HR Business Partners Aren’t Afraid of Technology Changing Their Role

HR Business Partners Aren’t Afraid of Technology Changing Their Role

According to Gartner research, the adoption of AI is poised to grow rapidly in the coming years. This and other emerging technologies like robotics are bound to fundamentally change the way we work, largely or completely automating many of today’s jobs. While this technological upheaval is generally expected to create more jobs than it destroys, the transition will be disruptive and challenging for many professionals accustomed to working in a pre-AI world. The most dire projections anticipate widespread displacement or the radical transformation of current jobs due to AI and robotics, potentially affecting tens of millions of workers in developed countries.

The effects of automation will be challenging for the clients of many HR business partners, and HRBPs will be called to provide increasing support for those impacted, such as ensuring they have access to retraining opportunities. In addition, HRBPs see themselves as part of the population affected by automation: Ten years from now, HRBPs expect nearly half of their current day-to-day responsibilities to be automated. HRBPs are optimistic, however, about the impacts that technology and automation will have on their role. Our research at Gartner finds 68 percent of HRBPs agree that automation is an opportunity to prioritize strategic responsibilities. To capitalize on this opportunity, however, HRBPs need to anticipate what work will be automated and what work will be augmented.

At a recent meeting with 70 HRBPs in New York City, we discussed predictions for the future of their role and asked them how technology has changed or will change it. Several attendees mentioned employee data collection: Previously, this was an onerous monthly or quarterly process of manually pulling together data from various sources to populate dashboards for stakeholders. Technology has made this process easier and quicker, with the use of pulse surveys and other tools. It also creates opportunities to collect data in larger quantities or more precisely, and to use it in new ways, though HR still has a lot of work to do in convincing the C-suite of the value of talent analytics.

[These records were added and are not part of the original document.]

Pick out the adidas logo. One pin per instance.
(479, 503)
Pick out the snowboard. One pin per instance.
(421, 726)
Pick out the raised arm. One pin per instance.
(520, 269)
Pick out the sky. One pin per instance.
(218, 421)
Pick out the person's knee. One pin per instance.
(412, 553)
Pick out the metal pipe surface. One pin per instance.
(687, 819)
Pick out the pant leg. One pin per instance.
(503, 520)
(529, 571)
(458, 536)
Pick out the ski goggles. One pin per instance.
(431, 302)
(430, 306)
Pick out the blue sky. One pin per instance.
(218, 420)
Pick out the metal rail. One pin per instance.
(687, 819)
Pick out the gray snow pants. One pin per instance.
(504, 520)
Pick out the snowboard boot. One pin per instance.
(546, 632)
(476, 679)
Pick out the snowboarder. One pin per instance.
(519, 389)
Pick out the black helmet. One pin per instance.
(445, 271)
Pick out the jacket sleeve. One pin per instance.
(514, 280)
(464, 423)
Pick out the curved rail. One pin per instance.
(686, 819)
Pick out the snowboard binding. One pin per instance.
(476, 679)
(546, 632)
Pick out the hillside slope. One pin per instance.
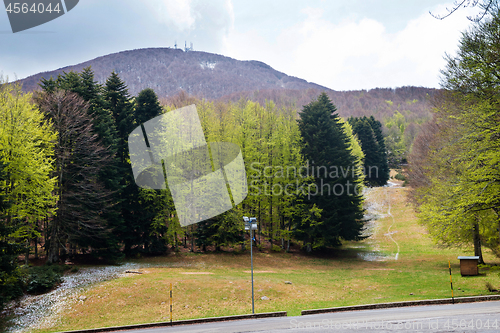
(168, 71)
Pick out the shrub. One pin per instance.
(276, 248)
(400, 176)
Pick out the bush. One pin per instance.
(43, 278)
(400, 176)
(276, 248)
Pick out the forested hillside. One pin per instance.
(67, 186)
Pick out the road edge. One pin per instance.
(403, 304)
(182, 322)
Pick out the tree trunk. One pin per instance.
(27, 254)
(477, 244)
(36, 247)
(53, 250)
(192, 239)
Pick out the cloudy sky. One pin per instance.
(341, 44)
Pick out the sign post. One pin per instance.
(251, 225)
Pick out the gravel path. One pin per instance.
(42, 311)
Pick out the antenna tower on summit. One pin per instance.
(187, 49)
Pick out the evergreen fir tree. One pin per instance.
(326, 147)
(147, 106)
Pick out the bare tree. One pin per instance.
(80, 157)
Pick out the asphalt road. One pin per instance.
(471, 317)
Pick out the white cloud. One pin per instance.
(176, 13)
(356, 54)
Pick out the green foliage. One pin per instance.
(459, 195)
(326, 143)
(369, 133)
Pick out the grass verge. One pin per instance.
(208, 285)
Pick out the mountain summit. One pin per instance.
(168, 71)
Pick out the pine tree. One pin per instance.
(79, 158)
(147, 106)
(104, 126)
(326, 147)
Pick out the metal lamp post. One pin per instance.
(251, 224)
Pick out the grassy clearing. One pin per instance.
(342, 278)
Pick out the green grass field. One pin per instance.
(207, 285)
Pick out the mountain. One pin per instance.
(168, 71)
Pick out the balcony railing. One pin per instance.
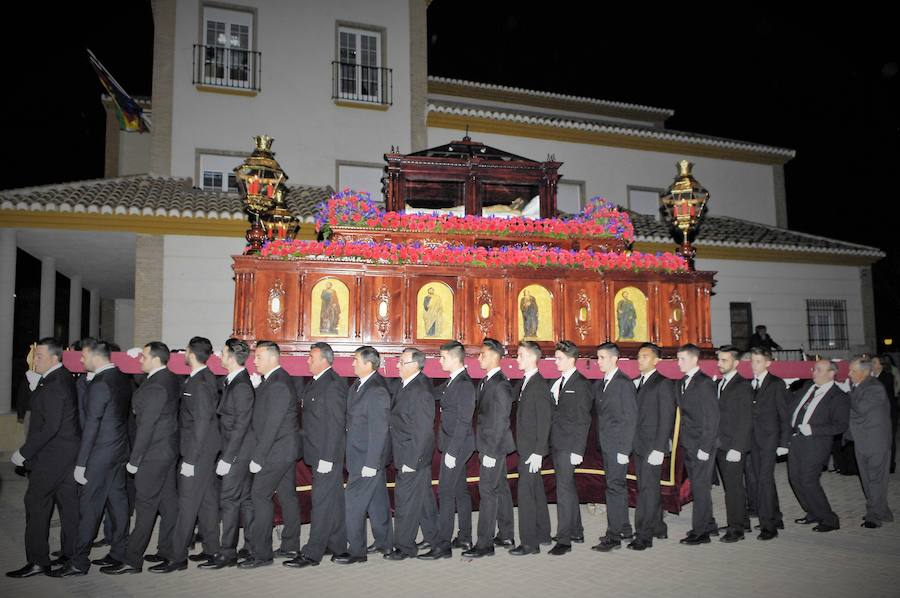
(358, 83)
(233, 68)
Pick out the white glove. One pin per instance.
(534, 463)
(33, 379)
(222, 468)
(79, 475)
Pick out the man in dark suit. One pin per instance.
(50, 452)
(412, 440)
(818, 413)
(770, 438)
(154, 455)
(616, 409)
(273, 461)
(699, 436)
(735, 426)
(457, 443)
(652, 439)
(324, 406)
(572, 398)
(235, 412)
(870, 420)
(534, 414)
(100, 467)
(368, 421)
(493, 440)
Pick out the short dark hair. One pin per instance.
(416, 356)
(326, 351)
(456, 349)
(761, 351)
(653, 347)
(97, 347)
(201, 348)
(270, 345)
(53, 344)
(239, 349)
(612, 348)
(369, 355)
(533, 347)
(493, 345)
(690, 348)
(568, 347)
(159, 349)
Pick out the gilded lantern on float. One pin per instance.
(684, 204)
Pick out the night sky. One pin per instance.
(824, 83)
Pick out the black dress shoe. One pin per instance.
(396, 555)
(435, 554)
(347, 559)
(300, 561)
(119, 569)
(167, 567)
(477, 553)
(67, 570)
(254, 563)
(29, 570)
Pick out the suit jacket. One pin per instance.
(457, 407)
(870, 417)
(572, 415)
(53, 434)
(199, 426)
(771, 420)
(235, 412)
(412, 424)
(534, 416)
(107, 406)
(616, 409)
(155, 408)
(493, 437)
(699, 414)
(368, 422)
(276, 428)
(736, 415)
(830, 417)
(324, 406)
(656, 415)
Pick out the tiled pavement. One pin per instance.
(852, 562)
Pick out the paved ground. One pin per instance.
(852, 562)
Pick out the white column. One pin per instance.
(7, 305)
(48, 296)
(75, 308)
(94, 320)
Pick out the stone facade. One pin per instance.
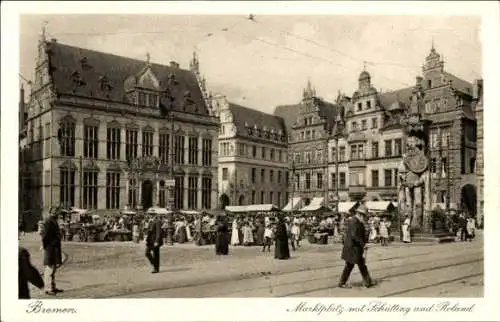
(101, 128)
(253, 160)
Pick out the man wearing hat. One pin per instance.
(355, 240)
(154, 241)
(51, 243)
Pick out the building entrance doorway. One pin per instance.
(147, 194)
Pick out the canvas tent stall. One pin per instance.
(293, 205)
(317, 205)
(347, 207)
(378, 207)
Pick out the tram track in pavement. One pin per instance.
(207, 286)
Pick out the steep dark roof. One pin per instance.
(389, 98)
(288, 113)
(458, 83)
(245, 118)
(66, 60)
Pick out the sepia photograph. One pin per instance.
(239, 156)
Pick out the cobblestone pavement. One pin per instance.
(103, 270)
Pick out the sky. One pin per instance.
(267, 61)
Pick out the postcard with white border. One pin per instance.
(249, 161)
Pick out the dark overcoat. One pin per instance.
(155, 234)
(27, 274)
(222, 239)
(355, 239)
(51, 241)
(281, 249)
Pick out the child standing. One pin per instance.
(268, 237)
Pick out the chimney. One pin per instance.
(174, 65)
(478, 89)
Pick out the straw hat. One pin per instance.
(362, 209)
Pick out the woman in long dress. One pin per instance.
(405, 228)
(235, 236)
(281, 249)
(247, 235)
(222, 237)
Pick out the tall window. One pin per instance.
(398, 147)
(179, 192)
(164, 143)
(206, 193)
(374, 178)
(192, 192)
(179, 149)
(132, 193)
(375, 150)
(162, 194)
(342, 154)
(334, 181)
(49, 140)
(193, 150)
(319, 180)
(147, 143)
(67, 187)
(207, 152)
(342, 180)
(112, 190)
(89, 190)
(90, 141)
(131, 144)
(387, 177)
(354, 152)
(66, 136)
(113, 142)
(388, 148)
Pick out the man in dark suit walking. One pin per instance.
(27, 274)
(354, 247)
(154, 241)
(51, 242)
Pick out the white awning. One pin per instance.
(379, 205)
(315, 204)
(296, 202)
(252, 208)
(442, 205)
(346, 206)
(158, 211)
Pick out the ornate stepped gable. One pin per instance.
(92, 74)
(257, 124)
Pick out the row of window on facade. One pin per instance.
(67, 142)
(391, 148)
(267, 198)
(271, 154)
(90, 189)
(270, 179)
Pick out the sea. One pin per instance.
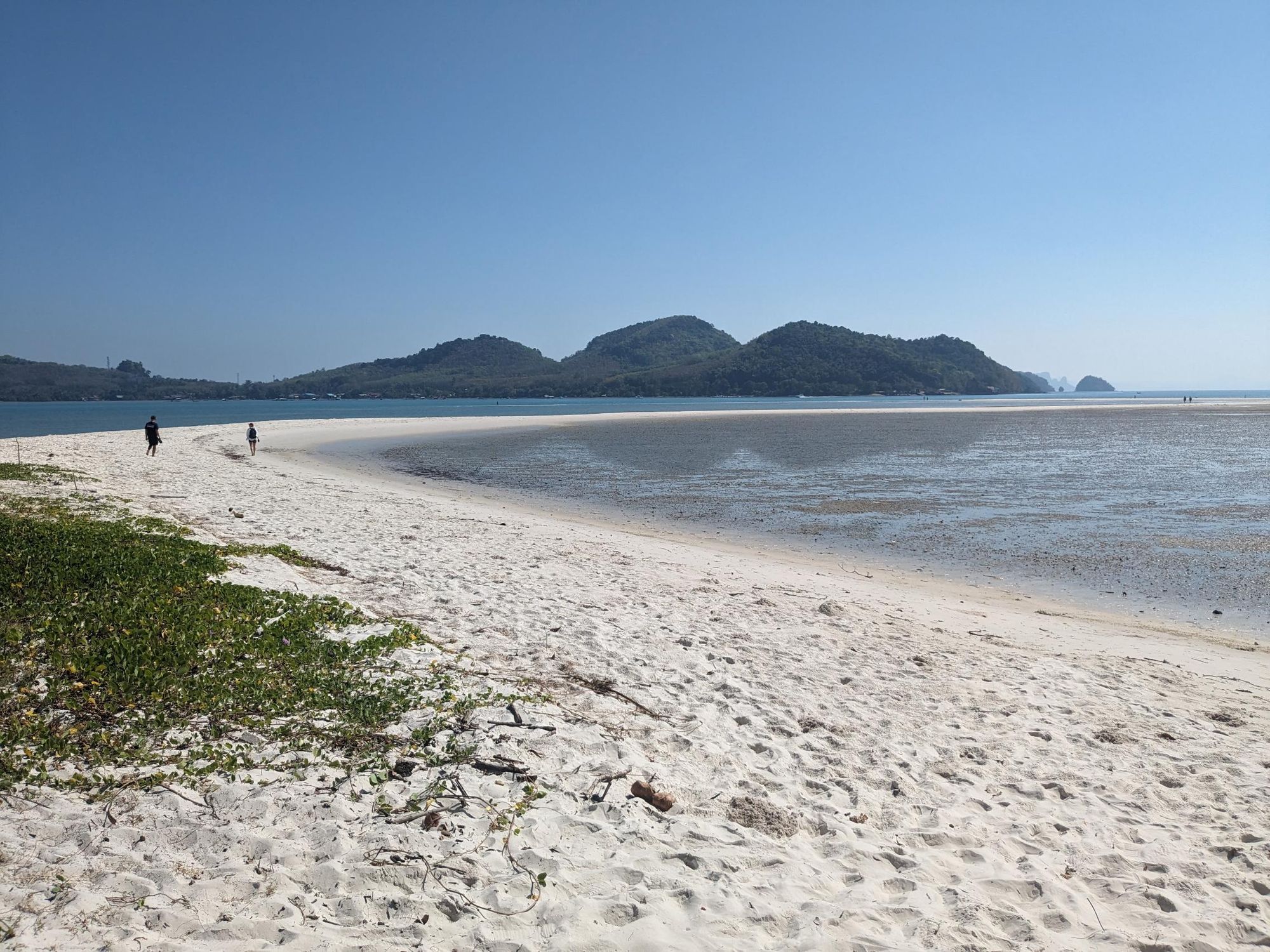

One HRBP looks forward to offloading the responsibility for answering “How do I…” questions (such as “How do I start a leave of absence?”). With AI, chatbots, and self-service HR platforms already enabling employees to get many of these answers on demand, this possibility is closer than ever to being realized.

Once they have offloaded these routine tasks, the New York HRBPs said, they are looking forward to devoting more of their day-to-day work to higher-value responsibilities, augmenting the innovative and strategic aspects of their role.

One example of HRBP work that is primed for augmentation is succession planning. An HRBP from a retail organization noted that people typically only look locally for successors, but global companies should be able to use data to pick better people from a wider range of sources. Another HRBP from a finance organization pointed to onboarding, where they expect to be more able to personalize new employees’ experiences and opportunities. In these ways, technology can help shift HR from a support function to a strategic business function.